Good for Northern Ireland, good for the visitor who opts to travel along the A2 from Larne to Cushendall, chiselled from the shoreline to become one of the world's great coastal drives; or drifts peaceably across Lough Neagh, the largest body of water in the kingdom; or takes a convivial and slightly wobbly cross-section through the capital on the Belfast pub tour.
In 1968, Northern Ireland welcomed more than one million tourists; within a few years of violence erupting, the numbers had dropped by more than half. It took more than 20 years for the figures to recover.
In the 21st century, air links to Northern Ireland's three airports are excellent, ferry fares have fallen and there is no longer any good excuse not to visit the coast, countryside and cities. The north deserves to become the beautiful and now tranquil playground for the British Isles. And the Republic of Ireland will benefit, too.
Astutely, once the journey to peace began, tourism promotion for both sides of the border was unified. Tourism Ireland celebrates the island as a whole. It is convenient to be distanced from Britain (though this was never the intention) at a time when the country appears to have become significantly more dangerous, and its travel infrastructure is collapsing.
PERHAPS YOU were booked on one of the 18 British Airways flights to and from Heathrow that were cancelled on Wednesday. The reason: the wrong kind of cement.
Plenty of work at the UK's busiest airport takes place overnight. Currently the task is to extend runways and taxiways to cater for the Airbus A380 "SuperJumbo". On Tuesday night, some quick-drying concrete failed to live up to its name. At dawn on Wednesday, one runway was "re-declared" - not exactly closed, but with its effective length curtailed. Larger and heavily loaded aircraft had to switch to the other runway, and things started going wrong almost immediately. With waves of 747s arriving from North America and the Far East, departing flights were delayed and the disruption snowballed. Plenty of travellers - and flight crew - got home very late that day.
DIFFERENT DAY, different reason, same effect: on Sunday, the Piccadilly Line to and from Heathrow airport was suspended because of signal failure.
In Scotland, meanwhile, the Forth Bridge - whose need for perpetual painting has given the language a shorthand for continuous activity - is still closed for, er, painting.
At least Brunel's fast-track to the West of England remained open. With British tourism needing all the help it can get this gloomy summer, I went along to Paddington station to buy a ticket for a weekend away. It was past 9pm, a time when the station is quiet and the queues have evaporated. Indeed, I was outnumbered by people selling tickets. Or, more accurately, not selling tickets.
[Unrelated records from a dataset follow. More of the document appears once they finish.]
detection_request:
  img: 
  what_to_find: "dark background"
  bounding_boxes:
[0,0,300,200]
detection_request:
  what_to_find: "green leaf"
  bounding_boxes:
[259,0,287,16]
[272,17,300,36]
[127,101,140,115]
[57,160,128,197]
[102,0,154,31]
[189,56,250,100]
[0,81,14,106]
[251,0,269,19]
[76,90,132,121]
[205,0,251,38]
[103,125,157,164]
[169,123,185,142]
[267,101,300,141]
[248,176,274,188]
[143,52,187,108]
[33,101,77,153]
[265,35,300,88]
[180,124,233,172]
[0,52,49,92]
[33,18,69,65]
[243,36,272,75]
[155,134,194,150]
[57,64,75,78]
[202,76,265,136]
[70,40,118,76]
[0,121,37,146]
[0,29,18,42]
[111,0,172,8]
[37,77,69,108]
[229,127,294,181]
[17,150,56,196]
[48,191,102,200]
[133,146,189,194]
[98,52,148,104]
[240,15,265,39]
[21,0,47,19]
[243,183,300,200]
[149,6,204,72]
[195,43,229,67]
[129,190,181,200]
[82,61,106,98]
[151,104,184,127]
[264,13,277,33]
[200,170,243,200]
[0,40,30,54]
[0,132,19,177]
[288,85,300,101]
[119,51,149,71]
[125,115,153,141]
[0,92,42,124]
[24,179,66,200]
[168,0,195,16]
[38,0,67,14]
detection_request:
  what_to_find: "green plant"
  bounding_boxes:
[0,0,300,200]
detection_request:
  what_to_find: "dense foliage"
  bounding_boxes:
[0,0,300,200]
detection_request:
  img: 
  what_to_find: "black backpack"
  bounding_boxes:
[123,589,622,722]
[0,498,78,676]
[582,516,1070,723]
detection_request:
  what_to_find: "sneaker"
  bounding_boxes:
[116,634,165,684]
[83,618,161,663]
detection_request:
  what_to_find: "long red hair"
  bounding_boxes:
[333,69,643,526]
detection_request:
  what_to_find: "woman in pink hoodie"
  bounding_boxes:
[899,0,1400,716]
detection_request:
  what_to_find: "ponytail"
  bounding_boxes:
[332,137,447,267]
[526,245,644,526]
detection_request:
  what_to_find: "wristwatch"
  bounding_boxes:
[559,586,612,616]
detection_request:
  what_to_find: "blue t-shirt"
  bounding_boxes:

I was the only customer, and had the temerity to try to book a train two days ahead. In mid-evening, this task is apparently beyond the technological capability of the train company at one of the main stations in western Europe's largest, richest city. It reminded me of a passage in Lonely Planet's new guide to the Ukraine which describes information booths at the nation's railway stations: "Sucking information out of surly attendants is a formidable task". What's more, you have to pay the equivalent of 30p for each enquiry. It could catch on here. But at a time when we need to impress every visitor to these shores, we seem collectively to be doing the exact opposite. Will the last tourist to desert Britain for Ireland please forgive our collective ineptitude?